Gibt es nicht eine gegenläufige Entwicklung, dass Automatisierungsprozesse, Roboter und künstliche Intelligenz immer mehr menschliche Arbeit überflüssig machen?

Herz • Bei aller Skepsis, die dieser Entwicklung von mancher Seite entgegengebracht wird, bin ich doch überzeugt davon, dass wir in vielen Bereichen noch froh sein werden, für absolut notwendige und wichtige Tätigkeiten Unterstützung von Robotern und künstlicher Intelligenz zu bekommen, weil sich dafür einfach nicht ausreichend Arbeitskräfte mehr finden. Und ich meine jetzt gar nicht den häufig zitierten Pflegeroboter.

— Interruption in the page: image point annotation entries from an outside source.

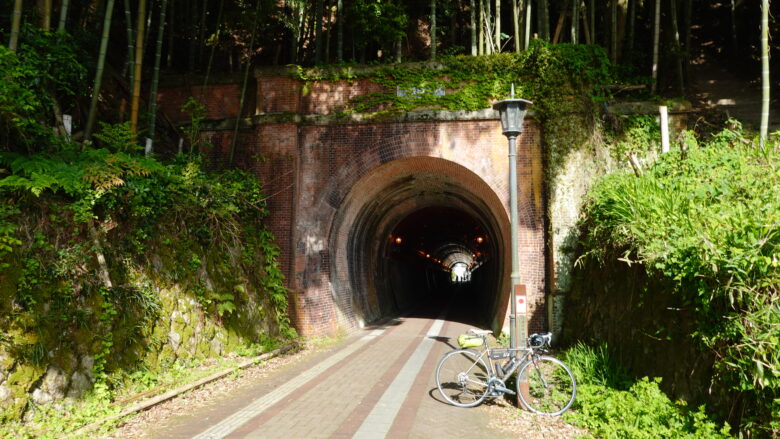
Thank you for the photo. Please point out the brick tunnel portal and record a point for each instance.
(422, 234)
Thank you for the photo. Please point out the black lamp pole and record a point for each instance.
(512, 114)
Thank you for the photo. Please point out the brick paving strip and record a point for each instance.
(381, 418)
(260, 405)
(252, 425)
(350, 425)
(402, 425)
(377, 409)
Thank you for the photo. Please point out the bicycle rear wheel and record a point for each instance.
(462, 378)
(546, 386)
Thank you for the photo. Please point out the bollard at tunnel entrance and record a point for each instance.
(521, 329)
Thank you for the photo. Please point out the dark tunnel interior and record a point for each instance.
(439, 258)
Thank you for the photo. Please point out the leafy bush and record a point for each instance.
(706, 222)
(44, 71)
(611, 405)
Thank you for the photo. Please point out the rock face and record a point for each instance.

Was kann man tun, um die immer knapper werdenden Arbeitskräfteressourcen besser zu nutzen?

Herz • Es wird sicherlich kein Wundermittel, keine „einfache“ Lösung geben, keinen Schalter, den man einfach umlegen kann. Wollen wir nicht den Anschluss an die Märkte verlieren, werden wir an vielen Schrauben drehen müssen. Wirtschaft und Unternehmen haben die demografische Herausforderung, der wir uns gegenübersehen, ja bereits seit vielen Jahren im Blick. Mit unserer Initiative „fit im job“ nehmen wir seit nun bald zwei Jahrzehnten eine Vorreiterrolle ein. Viele Hundert Unternehmen haben sich bereits an diesem steirischen Gesundheitspreis beteiligt und innovative Konzepte entwickelt und implementiert, um ihren Mitarbeiterinnen ein gesundes und motivierendes betriebliches Umfeld zu bieten. Der ganz überwiegende Teil der Unternehmen hat in den vergangenen Jahren enorme Anstrengungen – auch finanzieller Natur – unternommen, um aufwendige Programme zur „Betrieblichen Gesundheitsförderung“ und zum „Betrieblichen Gesundheitsmanagement“ aufzubauen und weiterzuentwickeln. Diese kommen auch ganz unmittelbar den Mitarbeiterinnen und Mitarbeitern zugute und sind mittlerweile wichtige Tools, um Fachkräfte für die Mitarbeit in einem Unternehmen zu begeistern. Aber – und davon bin ich hundertprozentig überzeugt – eine ganz entscheidende Rolle kommt auch der Eigen- bzw. Mitverantwortung des Einzelnen bzw. der Einzelnen zu.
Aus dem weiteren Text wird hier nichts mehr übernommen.